CARRIE: A randomized, double-blind, placebo-controlled phase II study of istiratumab (MM-141) plus nab-paclitaxel and gemcitabine versus nab-paclitaxel and gemcitabine in front-line metastatic pancreatic cancer

Abstract

Background: High serum IGF‐1 levels have been associated with more aggressive pancreatic cancer (PDAC). Pre‐clinical data suggest that dual blockade of the IGF‐1 and HER3 pathways has superior activity to IGF‐1 blockade alone in PDCA. We tested whether istiratumab, an IGF‐1R and ErbB3 bi‐specific antibody, can enhance the efficacy of standard of care (SOC) chemotherapy in patients with high serum IGF‐1 levels. Methods: CARRIE was a randomized, double‐blind, placebo‐controlled, international Phase 2 study of nab‐paclitaxel/gemcitabine alone or in combination with istiratumab in front‐line metastatic PDAC. In Part 1, 10 patients were evaluated for PK and safety. In Part 2, patients with high free serum IGF‐1 levels were randomized 1:1 to receive either istiratumab (2.8 g. IV Q2W) or placebo plus nab‐paclitaxel/gemcitabine at the approved dose schedule. Heregulin (HRG) was tested in pre‐treatment tumor samples. The co‐primary endpoints were Progression Free Survival (PFS) in patients with high IGF‐1 levels and in patients with both high IGF‐1 levels and HRG+ tumors. Key secondary endpoints included Overall Survival (OS), Objective Response Rate (ORR) by RECIST v1.1, and adverse events (AEs) rate. Results: A total of 317 patients were screened to enroll 88 patients (experimental arm n=43; control n=45) in Part 2. In the high IGF‐1 cohort, median PFS was 3.6 and 7.3 months in the experimental vs. control arms, respectively (HR=1.88, p=0.027). In the combined high IGF‐1/HRG+ subgroup (n=44), median PFS was 4.1 and 7.3 months, respectively (HR=1.39, p=0.42).
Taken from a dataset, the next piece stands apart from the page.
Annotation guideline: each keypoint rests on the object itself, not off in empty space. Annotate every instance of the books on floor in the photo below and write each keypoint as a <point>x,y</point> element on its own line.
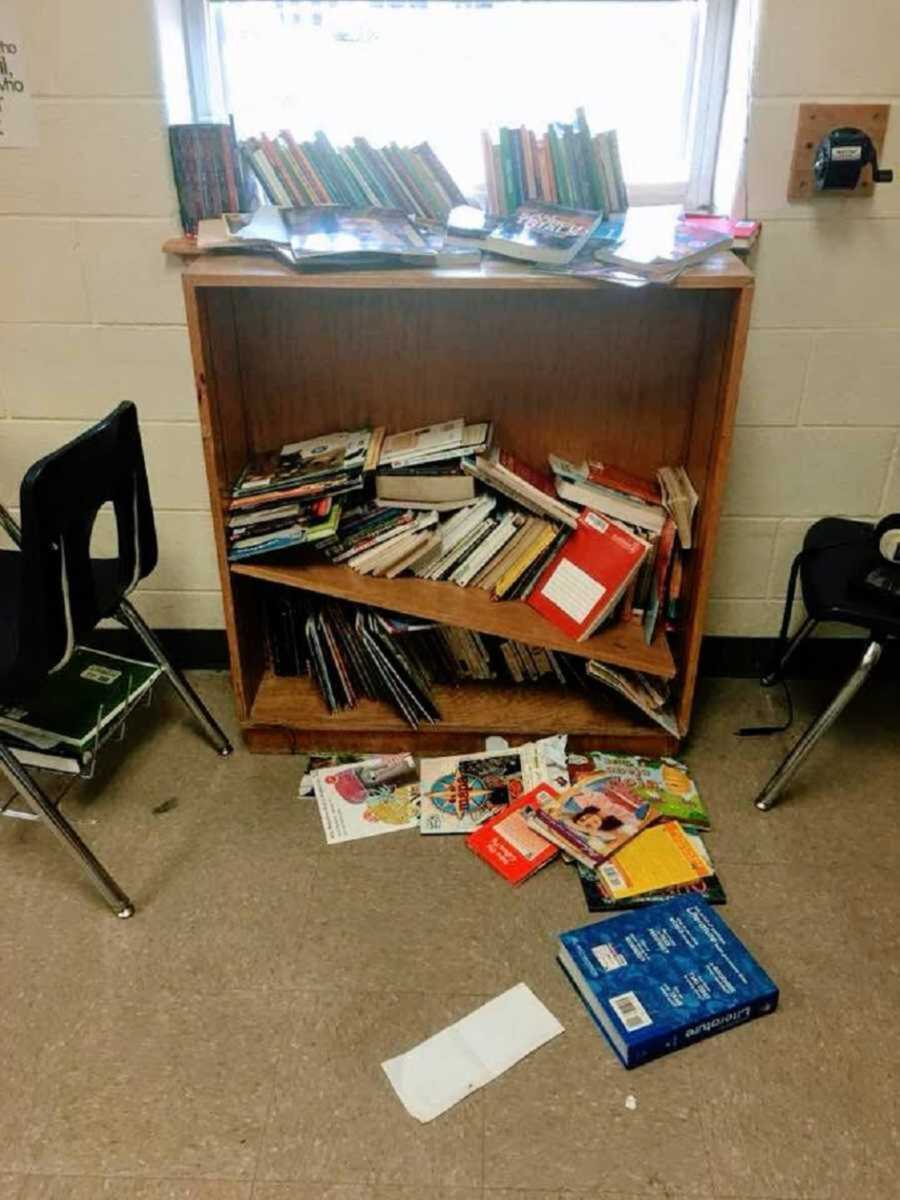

Median OS and ORR for the overall population were similar between two arms (8.9 and 11.7 months, HR=1.36, p=0.22 and 39.5 vs. 51.2%, p=0.33, respectively). No significant difference in serious or Grade > 3 AEs was observed, although low‐grade AEs leading to early discontinuation were higher in the experimental (39.5%) vs. control arm (24.4%). Conclusions: Istiratumab failed to improve the efficacy of SOC chemotherapy in the front‐line treatment of patients with metastatic PDAC and high IGF‐1. High serum IGF‐1 levels did not appear to be an adverse prognostic factor in this setting.